7 best foods to help boost prostate health

Prostate cancer is one of the most common kinds of cancer among the country’s male population. The American Cancer Society estimates 288,300 new cases of prostate cancer in the year 2023. Although, healthy food habits can significantly reduce one’s risk of developing prostate cancer. While any changes to one’s food intake need to be approved by a licensed healthcare professional, some of the following foods can have a positive effect on prostate health:

Tomatoes
Tomatoes are a rich source of an antioxidant called lycopene, which reduces the occurrence of free radicals in the body, thus lowering oxidative stress and the risk of developing prostate cancer. Eating cooked or pureed tomato products such as tomato paste, spaghetti sauce, sun-dried tomatoes, and tomato juice is an excellent source of lycopene.

Broccoli
Cruciferous vegetables like broccoli contain phytochemicals like sulforaphane that can selectively kill cancer cells while protecting healthy prostate cells. They are also rich in other antioxidants, vitamins, and minerals crucial for maintaining one’s health and immunity.

Green tea
Green tea has several compounds that are beneficial for promoting good health and fighting the growth of cancer cells. These include xanthine derivatives, epigallocatechin gallate (ECGC), and epicatechin. However, certain extracts from green tea have also been known to reduce the effectiveness of chemotherapy for prostate cancer, so those undergoing treatment must ask their doctors before drinking green tea or taking any tea supplements.

Pomegranate juice
Pomegranates are a rich source of antioxidants that can reduce the risk of prostate cancer by fighting oxidative stress caused by free radicals. Some early research has also linked pomegranate juice and its bioactive components to slow down the rate of progression of prostate cancer, especially in men with a history of recurrent prostate cancer.

Berries
Berries are a rich source of antioxidants called anthocyanins, which are crucial in reducing oxidative stress in the body. This oxidative stress damages cells and DNA and contributes to the growth of cancerous cells. Berries such as strawberries, blackberries, blueberries, and raspberries effectively counteract and neutralize this by fighting off free radicals.

Fish
Cold-water fish like salmon, herring, mackerel, sardines, and trout are rich in polyunsaturated fats like Omega-3 fatty acids. These fats are labeled “good fats” and do not trigger inflammation like other animal fats. Inflammation in the prostate gland has been linked to an increased risk of prostate cancer. A reduced risk of inflammation also means a reduced risk of developing prostate cancer.

Turmeric
Turmeric has several anti-inflammatory properties that can reduce the risk of prostate gland inflammation by impacting prostate-specific antigens (PSA) production. PSA blood levels are a standard test used to check for prostate cancer, with a rapid rise in PSA signaling the presence of cancer or other inflammations.

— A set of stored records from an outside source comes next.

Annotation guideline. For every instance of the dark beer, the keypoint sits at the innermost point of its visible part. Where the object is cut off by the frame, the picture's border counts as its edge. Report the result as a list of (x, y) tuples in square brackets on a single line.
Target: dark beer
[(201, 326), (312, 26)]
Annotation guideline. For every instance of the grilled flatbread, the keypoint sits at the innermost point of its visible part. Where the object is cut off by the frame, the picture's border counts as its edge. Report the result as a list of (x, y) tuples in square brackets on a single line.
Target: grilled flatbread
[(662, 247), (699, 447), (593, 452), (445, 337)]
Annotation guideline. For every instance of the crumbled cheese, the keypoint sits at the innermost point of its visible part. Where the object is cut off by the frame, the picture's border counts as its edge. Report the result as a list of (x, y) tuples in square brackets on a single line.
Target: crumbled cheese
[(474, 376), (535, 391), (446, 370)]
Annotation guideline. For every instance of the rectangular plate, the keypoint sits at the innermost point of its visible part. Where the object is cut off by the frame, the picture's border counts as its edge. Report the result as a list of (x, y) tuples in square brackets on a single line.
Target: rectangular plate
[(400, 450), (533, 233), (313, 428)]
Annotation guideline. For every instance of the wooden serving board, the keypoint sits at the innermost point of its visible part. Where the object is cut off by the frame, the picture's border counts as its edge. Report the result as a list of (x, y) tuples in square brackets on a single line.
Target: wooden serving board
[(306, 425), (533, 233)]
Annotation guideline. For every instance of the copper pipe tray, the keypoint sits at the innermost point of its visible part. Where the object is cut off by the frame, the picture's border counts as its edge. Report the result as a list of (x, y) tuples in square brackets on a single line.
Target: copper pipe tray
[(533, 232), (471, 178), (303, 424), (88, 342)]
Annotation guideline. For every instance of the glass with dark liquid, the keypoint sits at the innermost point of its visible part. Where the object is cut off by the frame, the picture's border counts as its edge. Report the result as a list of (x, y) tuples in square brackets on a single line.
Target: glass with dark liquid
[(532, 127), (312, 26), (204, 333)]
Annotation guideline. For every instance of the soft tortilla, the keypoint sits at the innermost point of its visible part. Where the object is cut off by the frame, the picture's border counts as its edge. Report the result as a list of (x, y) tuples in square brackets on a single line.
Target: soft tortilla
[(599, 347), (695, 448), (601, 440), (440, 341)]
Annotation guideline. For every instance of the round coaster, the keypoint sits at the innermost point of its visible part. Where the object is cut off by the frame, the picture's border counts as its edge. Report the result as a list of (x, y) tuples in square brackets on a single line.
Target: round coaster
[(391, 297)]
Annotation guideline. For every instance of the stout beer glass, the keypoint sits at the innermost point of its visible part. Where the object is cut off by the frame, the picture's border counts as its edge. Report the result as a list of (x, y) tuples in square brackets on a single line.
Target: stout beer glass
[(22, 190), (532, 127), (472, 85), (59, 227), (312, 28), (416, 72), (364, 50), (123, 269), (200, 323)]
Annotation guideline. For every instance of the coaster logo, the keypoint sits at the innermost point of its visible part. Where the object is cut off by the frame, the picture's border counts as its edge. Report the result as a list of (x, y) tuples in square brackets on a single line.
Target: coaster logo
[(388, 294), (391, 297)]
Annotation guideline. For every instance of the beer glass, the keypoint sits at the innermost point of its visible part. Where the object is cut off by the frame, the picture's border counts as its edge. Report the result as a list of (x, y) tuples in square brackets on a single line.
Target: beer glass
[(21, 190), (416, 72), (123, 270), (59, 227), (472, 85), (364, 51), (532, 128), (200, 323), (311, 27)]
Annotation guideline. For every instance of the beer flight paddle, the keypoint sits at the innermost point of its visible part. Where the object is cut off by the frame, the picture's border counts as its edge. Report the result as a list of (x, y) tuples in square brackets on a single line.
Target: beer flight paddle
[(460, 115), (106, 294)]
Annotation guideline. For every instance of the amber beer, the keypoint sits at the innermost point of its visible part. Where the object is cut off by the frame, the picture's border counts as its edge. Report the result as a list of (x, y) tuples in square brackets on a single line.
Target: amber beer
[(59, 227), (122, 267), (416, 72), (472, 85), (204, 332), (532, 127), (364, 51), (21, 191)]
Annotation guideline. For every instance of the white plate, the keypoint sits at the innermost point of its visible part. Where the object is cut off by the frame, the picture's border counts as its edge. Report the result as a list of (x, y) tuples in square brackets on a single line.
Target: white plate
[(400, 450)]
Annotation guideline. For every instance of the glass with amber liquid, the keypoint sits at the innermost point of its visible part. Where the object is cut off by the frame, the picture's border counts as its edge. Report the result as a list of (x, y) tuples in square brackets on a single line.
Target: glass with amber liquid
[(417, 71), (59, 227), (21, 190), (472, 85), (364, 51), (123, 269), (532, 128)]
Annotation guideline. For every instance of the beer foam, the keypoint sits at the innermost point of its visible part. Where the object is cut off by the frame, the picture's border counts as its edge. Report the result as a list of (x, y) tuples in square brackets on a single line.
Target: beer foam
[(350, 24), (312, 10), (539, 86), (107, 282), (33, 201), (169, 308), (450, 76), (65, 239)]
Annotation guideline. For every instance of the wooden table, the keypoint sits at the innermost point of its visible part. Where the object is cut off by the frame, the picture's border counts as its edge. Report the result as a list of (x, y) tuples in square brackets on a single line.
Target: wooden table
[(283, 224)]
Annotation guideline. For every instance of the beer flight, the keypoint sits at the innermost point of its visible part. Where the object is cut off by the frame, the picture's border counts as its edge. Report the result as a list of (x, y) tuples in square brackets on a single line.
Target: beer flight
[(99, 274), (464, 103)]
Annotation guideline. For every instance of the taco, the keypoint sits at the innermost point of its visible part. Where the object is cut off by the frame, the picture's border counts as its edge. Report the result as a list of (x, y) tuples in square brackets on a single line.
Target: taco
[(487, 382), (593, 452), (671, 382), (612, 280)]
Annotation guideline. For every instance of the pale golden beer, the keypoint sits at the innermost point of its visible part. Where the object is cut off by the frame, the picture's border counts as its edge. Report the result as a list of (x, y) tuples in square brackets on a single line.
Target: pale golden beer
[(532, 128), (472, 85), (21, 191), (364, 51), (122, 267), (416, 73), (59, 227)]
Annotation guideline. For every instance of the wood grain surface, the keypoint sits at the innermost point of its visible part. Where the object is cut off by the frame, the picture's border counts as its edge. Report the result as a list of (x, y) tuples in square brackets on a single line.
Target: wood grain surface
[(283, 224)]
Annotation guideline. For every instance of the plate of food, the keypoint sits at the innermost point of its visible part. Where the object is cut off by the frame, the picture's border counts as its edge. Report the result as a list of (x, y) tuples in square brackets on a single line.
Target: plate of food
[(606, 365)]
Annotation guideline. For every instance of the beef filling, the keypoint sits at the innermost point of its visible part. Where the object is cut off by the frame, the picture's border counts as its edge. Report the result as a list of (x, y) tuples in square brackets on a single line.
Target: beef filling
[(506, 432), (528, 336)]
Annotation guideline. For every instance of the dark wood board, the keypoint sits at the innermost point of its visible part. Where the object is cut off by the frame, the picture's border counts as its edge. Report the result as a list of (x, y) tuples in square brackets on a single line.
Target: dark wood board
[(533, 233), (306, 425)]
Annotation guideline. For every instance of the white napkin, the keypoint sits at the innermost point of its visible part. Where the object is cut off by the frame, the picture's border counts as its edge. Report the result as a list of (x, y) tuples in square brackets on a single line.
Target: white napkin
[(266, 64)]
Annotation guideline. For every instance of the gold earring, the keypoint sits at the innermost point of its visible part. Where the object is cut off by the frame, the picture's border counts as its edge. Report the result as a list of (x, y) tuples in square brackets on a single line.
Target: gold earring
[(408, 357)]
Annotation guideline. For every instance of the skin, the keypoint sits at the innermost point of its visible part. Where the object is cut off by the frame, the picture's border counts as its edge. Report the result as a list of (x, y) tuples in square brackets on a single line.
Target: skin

Turmeric’s main active ingredient, curcumin, contains anti-cancerous properties that can help manage or reduce the risk and spread of prostate cancer.

Conclusion
Besides these foods, consuming legumes and soybeans can also impact the growth of prostate cancer cells, as they are rich in phytoestrogens that control hormone regulation. Eating healthy and making smart changes to one’s daily food intake can reduce the risk of prostate cancer and help one live a long and healthy life.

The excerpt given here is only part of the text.